Cattle from abandoned Rohingya villages sold to displaced

Thousands of cows and goats grazed in abandoned fields and wandered through charred-out Rohingya Muslim villages after a military crackdown sent nearly a half-million members of Myanmar’s long-persecuted religious minorities fleeing across the border.

Now, more than a half-dozen witnesses told The Associated Press, soldiers and police are cashing in on the humanitarian catastrophe. They all spoke on condition of anonymity because of security concerns.

In violence-wracked northern Rakhine state, where village after village has been burned to the ground, security forces and local administrators have been collecting the livestock and bringing it by foot, truck and sometimes boat to Buddhist-controlled areas. The prized beasts are then being sold to traders and residents for $200 a head — a quarter of their value.

From there, cows are being taken to the Rakhine state capital, Sittwe, where more than 120,000 Rohingya Muslims displaced by earlier violence in 2012 have been living in sprawling, apartheid-style camps that have been denied access to food and medical assistance. The AP has photos of seized cows being traded behind the state parliament building.

The government has blocked UN agencies and international aid organizations from delivering aid to the camps for weeks and the Rohingya living in flimsy bamboo shelters are growing more desperate by the day.

They don’t like buying the cows, said a Rohingya Muslim community leader, who asked not to be named for security reasons.

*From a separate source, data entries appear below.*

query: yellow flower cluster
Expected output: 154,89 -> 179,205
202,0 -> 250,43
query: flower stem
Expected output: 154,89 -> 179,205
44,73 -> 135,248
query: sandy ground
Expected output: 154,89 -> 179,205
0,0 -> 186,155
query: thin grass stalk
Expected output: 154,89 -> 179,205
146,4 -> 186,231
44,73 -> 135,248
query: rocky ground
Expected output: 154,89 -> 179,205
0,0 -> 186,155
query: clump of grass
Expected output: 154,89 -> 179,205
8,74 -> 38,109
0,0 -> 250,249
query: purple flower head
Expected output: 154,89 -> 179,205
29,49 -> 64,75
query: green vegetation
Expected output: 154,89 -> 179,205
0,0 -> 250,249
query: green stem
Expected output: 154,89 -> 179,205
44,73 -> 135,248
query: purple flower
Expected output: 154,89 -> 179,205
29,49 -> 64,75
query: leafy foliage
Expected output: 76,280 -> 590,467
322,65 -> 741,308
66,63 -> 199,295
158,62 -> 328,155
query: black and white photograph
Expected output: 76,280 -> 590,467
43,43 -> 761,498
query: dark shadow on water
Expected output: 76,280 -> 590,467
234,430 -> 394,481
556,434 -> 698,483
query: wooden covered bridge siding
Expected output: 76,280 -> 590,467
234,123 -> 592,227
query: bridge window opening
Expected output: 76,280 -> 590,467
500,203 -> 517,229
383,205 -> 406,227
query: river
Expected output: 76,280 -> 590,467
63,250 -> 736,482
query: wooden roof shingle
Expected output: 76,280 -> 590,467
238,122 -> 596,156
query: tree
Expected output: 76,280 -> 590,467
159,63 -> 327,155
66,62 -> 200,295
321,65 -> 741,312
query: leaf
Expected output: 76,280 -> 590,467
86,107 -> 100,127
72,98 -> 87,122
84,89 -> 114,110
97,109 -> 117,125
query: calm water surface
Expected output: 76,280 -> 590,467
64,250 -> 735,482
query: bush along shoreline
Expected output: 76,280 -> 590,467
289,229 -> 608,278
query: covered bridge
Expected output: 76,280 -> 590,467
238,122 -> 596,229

But feel they have no choice.

“They are angry because this is livestock that was looted by the army and Rakhine people,” he said, adding those in at least two camps refused to buy the cattle because they know if belongs to other Rohingya.

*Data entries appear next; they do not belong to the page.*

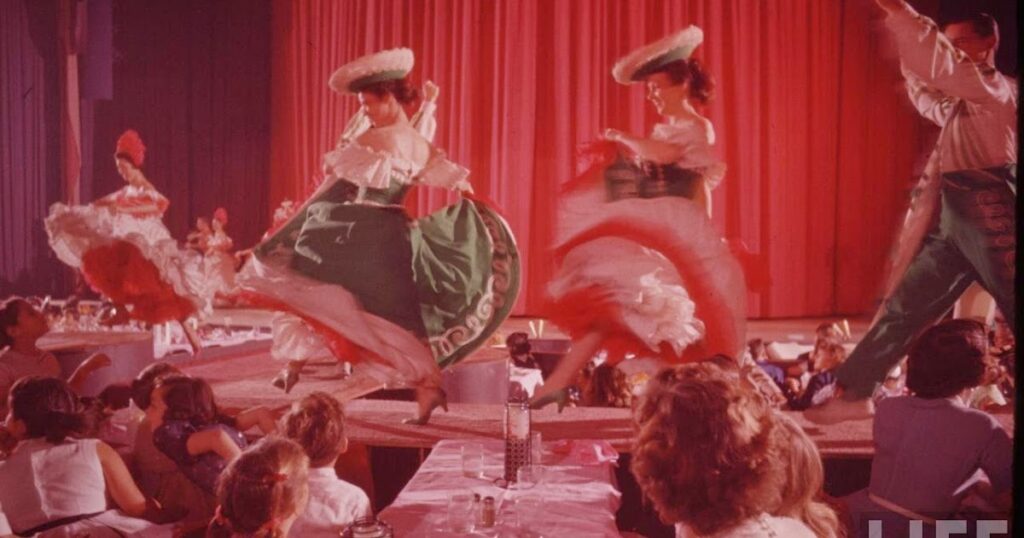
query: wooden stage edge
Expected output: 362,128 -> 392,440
180,311 -> 1014,459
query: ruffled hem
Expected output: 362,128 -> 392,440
545,185 -> 746,362
45,200 -> 211,323
236,257 -> 440,385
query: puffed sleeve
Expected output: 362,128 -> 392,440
324,142 -> 392,189
418,153 -> 473,193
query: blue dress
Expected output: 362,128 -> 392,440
153,420 -> 248,494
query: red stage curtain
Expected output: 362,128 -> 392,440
268,0 -> 934,318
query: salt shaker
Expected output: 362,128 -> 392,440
505,387 -> 530,484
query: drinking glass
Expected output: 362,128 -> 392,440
447,493 -> 476,533
529,431 -> 544,465
462,443 -> 483,479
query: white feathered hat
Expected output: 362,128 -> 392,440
611,25 -> 703,84
328,48 -> 416,93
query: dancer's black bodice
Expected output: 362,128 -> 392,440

One police officer said he didn’t know about the cattle scam.

The Arakan Project, a research and advocacy group active in the region, has also spoken to witnesses who said security forces were collecting abandoned cows and loading them into trucks and boats.

Myanmar, a predominantly Buddhist nation of 60 million, was home up until recently to 1.1 million Rohingya Muslims. The United Nations says the religious minority is the among the world’s most persecuted. In recent years a Rohingya militant group was spawned.

A military crackdown triggered by a coordinated militant assault on 30 police posts and an army base in northern Rakhine on Aug. 25, sent more than 429,000 Rohingya Muslims fleeing to Bangladesh. Women, weak and starving, arrived by boat carrying listless babies, the elderly and disabled carrying what belongings they could carry struggled to reach the shore.

There are less than 500,000 Rohingya left in Myanmar. Most are in northern Rakhine state, though the entire township of Maungdaw, more than 300,000 people, has been depopulated since the latest crackdown. Rohingya villages in Raethedaung were also hard hit. Violence in Buttidaung was contained to a few villages.